Success at Dereham Sixth Form College sparks rapid rise in student numbers

PUBLISHED: 17:43 03 March 2014 | UPDATED: 17:43 03 March 2014

Dereham Sixth Form College deputy director Chris Smith. Picture: Matthew Usher.

Dereham Sixth Form College deputy director Chris Smith. Picture: Matthew Usher.

© Archant Norfolk 2014

Recent successes at Dereham Sixth Form College have sparked a rapid increase in pupil admissions – raising longer-term questions over how to fund new classrooms as the site nears its capacity.

The popular college on Crown Road has completed its interviews this week and confirmed its course offerings for next term, which reveal the student roll will have grown from 403 in 2011 to an expected figure of 580 in September this year.

This 44% rise in the last three years is being accredited to the broad variety of A-level and vocational courses on offer, which are now attracting interest from youngsters from far beyond the designated high schools of Northgate and Neatherd in Dereham, and Litcham School.

To cope with the rising numbers, the school built a £130,000 cafe in October 2012 and, when the intake continued to rise, a further £180,000 was invested in a double eco-classroom to house psychology classes – one of the most popular of the 40 courses on offer.

Applications are regularly received from prospective students in Watton, Swaffham and King’s Lynn, while the pioneering Dereham Education and Soccer Academy, launched last year in partnership with Dereham Football Club, has attracted 29 young people.

But while celebrating its academic success and its wide appeal, college leaders are now exploring how to pay for the extra buildings needed to sustain this growth into the future.

Deputy director Chris Smith said the ideal solution would be a “new-build” block incorporating new classrooms and a new hall, which could cost as much as £500,000.

But with Norfolk’s education department confirming there is no extra funding available for post-16 places at the college, the question remains as to where this money could be found.

Mr Smith said: “The school roll has gone up by a significant amount.
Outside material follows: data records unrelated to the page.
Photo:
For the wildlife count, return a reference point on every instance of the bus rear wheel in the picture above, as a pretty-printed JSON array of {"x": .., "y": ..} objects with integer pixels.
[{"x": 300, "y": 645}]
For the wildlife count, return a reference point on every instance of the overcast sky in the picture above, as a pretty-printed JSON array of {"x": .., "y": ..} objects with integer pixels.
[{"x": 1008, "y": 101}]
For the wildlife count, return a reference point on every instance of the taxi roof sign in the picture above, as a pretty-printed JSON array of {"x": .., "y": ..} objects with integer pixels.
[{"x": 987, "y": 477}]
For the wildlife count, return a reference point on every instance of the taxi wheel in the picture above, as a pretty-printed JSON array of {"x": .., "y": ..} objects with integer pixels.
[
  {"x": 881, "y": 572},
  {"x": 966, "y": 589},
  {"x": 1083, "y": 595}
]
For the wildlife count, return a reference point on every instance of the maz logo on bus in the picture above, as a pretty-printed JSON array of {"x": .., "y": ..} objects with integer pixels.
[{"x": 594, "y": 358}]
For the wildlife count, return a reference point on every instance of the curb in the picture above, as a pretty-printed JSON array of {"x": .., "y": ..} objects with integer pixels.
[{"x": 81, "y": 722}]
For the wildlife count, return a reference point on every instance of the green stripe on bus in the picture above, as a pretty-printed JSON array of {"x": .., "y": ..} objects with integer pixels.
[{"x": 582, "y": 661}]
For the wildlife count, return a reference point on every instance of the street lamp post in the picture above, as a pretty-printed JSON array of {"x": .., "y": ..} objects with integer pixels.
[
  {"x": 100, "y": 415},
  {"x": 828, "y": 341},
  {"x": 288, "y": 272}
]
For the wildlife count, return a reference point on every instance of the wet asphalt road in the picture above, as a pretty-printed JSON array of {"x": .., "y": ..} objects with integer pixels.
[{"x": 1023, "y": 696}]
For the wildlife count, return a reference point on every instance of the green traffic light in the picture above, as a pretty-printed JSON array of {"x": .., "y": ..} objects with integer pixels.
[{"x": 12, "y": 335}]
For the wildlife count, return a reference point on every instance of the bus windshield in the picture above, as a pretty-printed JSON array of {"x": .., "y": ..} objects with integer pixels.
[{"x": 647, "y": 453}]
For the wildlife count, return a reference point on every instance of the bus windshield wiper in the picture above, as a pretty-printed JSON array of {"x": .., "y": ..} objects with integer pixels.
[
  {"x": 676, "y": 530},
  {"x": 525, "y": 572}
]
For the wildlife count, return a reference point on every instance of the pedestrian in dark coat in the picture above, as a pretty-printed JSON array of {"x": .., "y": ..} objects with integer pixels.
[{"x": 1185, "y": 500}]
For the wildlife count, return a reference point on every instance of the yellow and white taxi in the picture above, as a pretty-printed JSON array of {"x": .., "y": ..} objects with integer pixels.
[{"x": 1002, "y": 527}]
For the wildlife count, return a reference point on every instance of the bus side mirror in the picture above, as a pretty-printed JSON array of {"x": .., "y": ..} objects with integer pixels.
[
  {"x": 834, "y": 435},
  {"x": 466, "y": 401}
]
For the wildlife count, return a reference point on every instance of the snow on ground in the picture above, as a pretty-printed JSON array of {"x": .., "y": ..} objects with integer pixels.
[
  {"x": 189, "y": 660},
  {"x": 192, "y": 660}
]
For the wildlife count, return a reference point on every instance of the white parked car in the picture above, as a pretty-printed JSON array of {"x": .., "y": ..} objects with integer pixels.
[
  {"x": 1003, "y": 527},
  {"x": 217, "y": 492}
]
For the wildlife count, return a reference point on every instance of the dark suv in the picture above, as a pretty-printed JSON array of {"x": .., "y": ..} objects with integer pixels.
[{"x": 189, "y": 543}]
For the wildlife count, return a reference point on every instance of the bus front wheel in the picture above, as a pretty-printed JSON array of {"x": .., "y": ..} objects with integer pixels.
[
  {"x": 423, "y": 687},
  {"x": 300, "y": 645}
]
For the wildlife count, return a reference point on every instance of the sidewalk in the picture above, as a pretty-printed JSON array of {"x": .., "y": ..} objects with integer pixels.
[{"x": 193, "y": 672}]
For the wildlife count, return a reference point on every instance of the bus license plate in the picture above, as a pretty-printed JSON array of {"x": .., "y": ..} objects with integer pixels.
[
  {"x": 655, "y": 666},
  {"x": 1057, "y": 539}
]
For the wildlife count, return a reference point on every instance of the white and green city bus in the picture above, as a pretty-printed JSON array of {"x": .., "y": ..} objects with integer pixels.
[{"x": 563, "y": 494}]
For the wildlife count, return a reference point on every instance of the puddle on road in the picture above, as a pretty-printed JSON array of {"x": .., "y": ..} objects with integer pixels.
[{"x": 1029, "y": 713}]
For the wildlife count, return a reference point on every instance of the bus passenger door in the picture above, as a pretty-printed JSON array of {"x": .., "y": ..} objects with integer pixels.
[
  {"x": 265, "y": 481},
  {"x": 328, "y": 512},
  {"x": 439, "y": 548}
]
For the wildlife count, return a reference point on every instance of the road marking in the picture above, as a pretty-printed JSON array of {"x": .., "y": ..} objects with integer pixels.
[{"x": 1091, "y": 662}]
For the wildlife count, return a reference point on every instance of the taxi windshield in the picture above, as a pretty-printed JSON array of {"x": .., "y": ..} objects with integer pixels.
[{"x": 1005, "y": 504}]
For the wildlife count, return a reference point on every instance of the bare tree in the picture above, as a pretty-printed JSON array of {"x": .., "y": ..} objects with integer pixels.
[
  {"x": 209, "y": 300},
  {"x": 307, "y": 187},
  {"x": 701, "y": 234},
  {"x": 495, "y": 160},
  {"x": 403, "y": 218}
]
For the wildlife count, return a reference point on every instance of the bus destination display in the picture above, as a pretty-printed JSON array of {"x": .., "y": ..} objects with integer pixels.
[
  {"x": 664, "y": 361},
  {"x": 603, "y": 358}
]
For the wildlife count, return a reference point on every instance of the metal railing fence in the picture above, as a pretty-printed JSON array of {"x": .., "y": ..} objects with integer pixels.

First of all, being successful is one of the key reasons for that, and we offer places to a huge variety of students because we are inclusive and we want them all to have an opportunity at post-16.

“One of the reasons why so many want to come here is that the students all say that we offer the benefits of a high school sixth form but it is a separate site so feels more like a sixth form college. This provides a really good stepping stone to university as they are encouraged to become more independent.

“One of the things happening in the background is that money going into schools is being cut, and the area it is being cut most is post-16. “Other sixth forms have really struggled but the way we look at it here is we don’t want to see students not getting an opportunity.

“We are at a stage where we have these numbers coming in and we have to make decisions on what to do with them. At the moment we don’t have a definite answer. The ideal scenario is a new-build with a couple of classrooms, and one of the things we are desperate for is a space where we can hold a large amount of people for exams and assemblies.”

Early ideas for a new development are to infill the existing “courtyard” area between the original Victorian building, the hall and the arts block – currently under-utilised as bike sheds and planters.

Mr Smith said: “If we suddenly had £500,000 we could do something very significant with it, but where do we get it? You can take out a loan with the local authority, but at the moment there is no central fund for schools’ development which we could go to in the past.

“The government will tell you we’ve been a victim of our own success. Ironically, what you have to do is prove you are over-run and hopefully then they can see a need for a greater building.”

A Norfolk County Council spokesman said: “It is good to see that the Dereham sixth form centre continues to recruit strongly and in recent years the county council has been able to support the centre with additional and improved accommodation.

“Post-16 providers now work within a national funding regime. Norfolk has been successful in securing funding for additional post-16 places but in this instance, the centre has not been eligible for such funding, as there are sufficient places in Norfolk overall for the type of courses available at the centre.”